A woman in Michigan holds a photo of her and her husband's 2-year-old granddaughter. The 42-year-old husband is an Iraqi national who was detained during ICE raids in June 2017. Photo: AP
ERBIL, Kurdistan Region — A federal judge ruled that 274 Iraqi nationals who have been jailed for months should be afforded bond hearings, as their legal cases unfold, amid US President Donald Trump’s crackdown on immigrants.
“Our legal tradition rejects warehousing human beings while their legal rights are being determined, without an opportunity to persuade a judge that the norm of monitored freedom should be followed,” US District Judge Mark Goldsmith wrote.
The federal judge in the Eastern District of Michigan cited the Constitution to justify his decision.
“The principle is familiar to all in the context of the criminal law, where even a heinous criminal — whether a citizen or not — enjoys the right to seek pre-trial release," wrote Goldsmith.
The detained Iraqis of various backgrounds including Arabs and Chaldeans must demonstrate in the bond hearing — which are to be held by February 2 — that they aren't risks to flee or break their bonds terms, nor are they dangerous.

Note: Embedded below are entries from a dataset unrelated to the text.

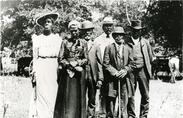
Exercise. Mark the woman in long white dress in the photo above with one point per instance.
(45, 52)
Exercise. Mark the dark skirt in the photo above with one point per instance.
(71, 100)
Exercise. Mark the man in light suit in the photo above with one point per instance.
(94, 68)
(142, 59)
(116, 68)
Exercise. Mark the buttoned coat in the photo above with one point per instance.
(146, 52)
(95, 61)
(111, 66)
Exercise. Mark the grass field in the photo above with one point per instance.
(166, 100)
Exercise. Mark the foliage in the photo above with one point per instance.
(163, 19)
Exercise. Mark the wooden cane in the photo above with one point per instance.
(119, 99)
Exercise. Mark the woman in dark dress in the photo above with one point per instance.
(72, 59)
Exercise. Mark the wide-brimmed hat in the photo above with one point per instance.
(74, 25)
(118, 30)
(136, 24)
(108, 20)
(87, 25)
(40, 20)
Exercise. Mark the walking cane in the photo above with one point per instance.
(119, 98)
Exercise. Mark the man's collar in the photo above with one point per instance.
(135, 40)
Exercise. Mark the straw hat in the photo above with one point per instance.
(108, 20)
(40, 20)
(87, 25)
(136, 24)
(118, 30)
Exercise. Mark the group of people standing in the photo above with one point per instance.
(69, 72)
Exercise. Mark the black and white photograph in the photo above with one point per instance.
(91, 59)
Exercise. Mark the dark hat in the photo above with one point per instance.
(74, 25)
(118, 30)
(86, 25)
(43, 17)
(136, 24)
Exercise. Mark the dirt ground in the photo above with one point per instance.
(166, 100)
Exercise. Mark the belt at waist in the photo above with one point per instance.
(47, 57)
(71, 59)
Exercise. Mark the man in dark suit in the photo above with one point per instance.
(94, 68)
(116, 70)
(142, 56)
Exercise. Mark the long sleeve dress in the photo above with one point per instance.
(71, 98)
(45, 64)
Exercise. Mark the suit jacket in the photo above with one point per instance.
(95, 62)
(146, 52)
(111, 66)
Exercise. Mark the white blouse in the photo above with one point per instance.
(46, 46)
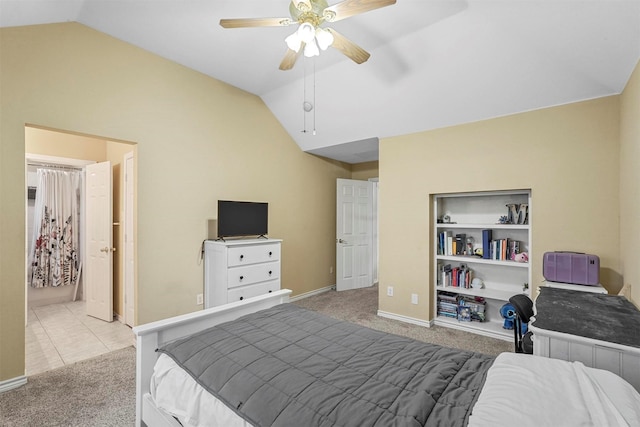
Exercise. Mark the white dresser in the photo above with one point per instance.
(239, 269)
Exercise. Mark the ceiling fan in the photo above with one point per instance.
(310, 35)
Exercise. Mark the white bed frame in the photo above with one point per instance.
(153, 335)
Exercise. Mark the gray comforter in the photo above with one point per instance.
(287, 366)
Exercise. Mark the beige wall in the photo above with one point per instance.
(198, 140)
(568, 156)
(364, 171)
(630, 183)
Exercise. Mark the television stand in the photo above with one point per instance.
(240, 268)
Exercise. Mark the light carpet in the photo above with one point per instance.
(101, 391)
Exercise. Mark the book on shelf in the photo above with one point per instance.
(460, 246)
(457, 277)
(504, 249)
(486, 243)
(464, 308)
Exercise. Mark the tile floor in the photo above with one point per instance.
(60, 334)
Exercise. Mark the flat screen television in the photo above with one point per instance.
(240, 219)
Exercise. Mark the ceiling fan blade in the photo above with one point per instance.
(290, 59)
(302, 5)
(348, 8)
(348, 48)
(255, 22)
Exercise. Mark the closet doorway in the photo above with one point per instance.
(57, 314)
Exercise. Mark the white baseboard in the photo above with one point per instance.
(312, 293)
(16, 382)
(405, 319)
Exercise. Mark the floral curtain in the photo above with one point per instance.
(54, 259)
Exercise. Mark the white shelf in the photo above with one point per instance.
(476, 260)
(471, 213)
(488, 329)
(483, 226)
(488, 293)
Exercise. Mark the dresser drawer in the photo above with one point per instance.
(250, 274)
(243, 255)
(239, 294)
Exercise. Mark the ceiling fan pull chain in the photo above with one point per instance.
(314, 95)
(304, 98)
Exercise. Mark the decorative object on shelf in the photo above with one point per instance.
(508, 313)
(523, 214)
(512, 213)
(521, 257)
(490, 257)
(470, 241)
(517, 213)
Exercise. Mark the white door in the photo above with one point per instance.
(99, 242)
(354, 240)
(127, 256)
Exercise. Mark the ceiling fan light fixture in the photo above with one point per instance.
(294, 42)
(324, 38)
(306, 32)
(311, 49)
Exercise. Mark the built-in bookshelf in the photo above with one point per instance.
(482, 236)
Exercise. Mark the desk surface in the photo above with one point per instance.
(609, 318)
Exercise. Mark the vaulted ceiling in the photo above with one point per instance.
(434, 63)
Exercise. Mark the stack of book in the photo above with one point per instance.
(450, 244)
(458, 277)
(504, 249)
(471, 309)
(464, 308)
(447, 305)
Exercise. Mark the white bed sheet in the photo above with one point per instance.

Rudaw interviewed several of the Iraqi nationals and community leaders
in Michigan in July.
“A lot of these people, once they go back to Iraq might be a target of criminals, a target of gangsters that know these people come from America or have relatives in America and they will be targeted,” believed Rudy Zoma, a pastor at the local Saint Joseph Chaldean Catholic Church.
US immigration authorities jailed the individuals after Iraq agreed to accept deportees as part of a deal
in March to remove Iraq from the list of countries on Trump's travel ban.
Gillian Christensen, a U.S. Immigration and Customs Enforcement spokeswoman stated in June that the overwhelming majority of those arrested had criminal convictions for crimes including murder, rape, assault, kidnapping, burglary, drug trafficking, weapons violations and other offenses.
However, local and national civil rights groups like the ACLU have said these individuals have already served their sentences and a deportation trial for those crimes amounts to double jeopardy.
“(Goldsmith) just really reaffirmed the principle that indefinite detention in this country is not acceptable,” said Kary Moss, executive director of the American Civil Liberties Union of Michigan, which is representing the Iraqis, was quoted as saying by Reuters.
The Department of Justice, which is arguing on behalf of the government, did not immediately respond to a request for comment by USA Today.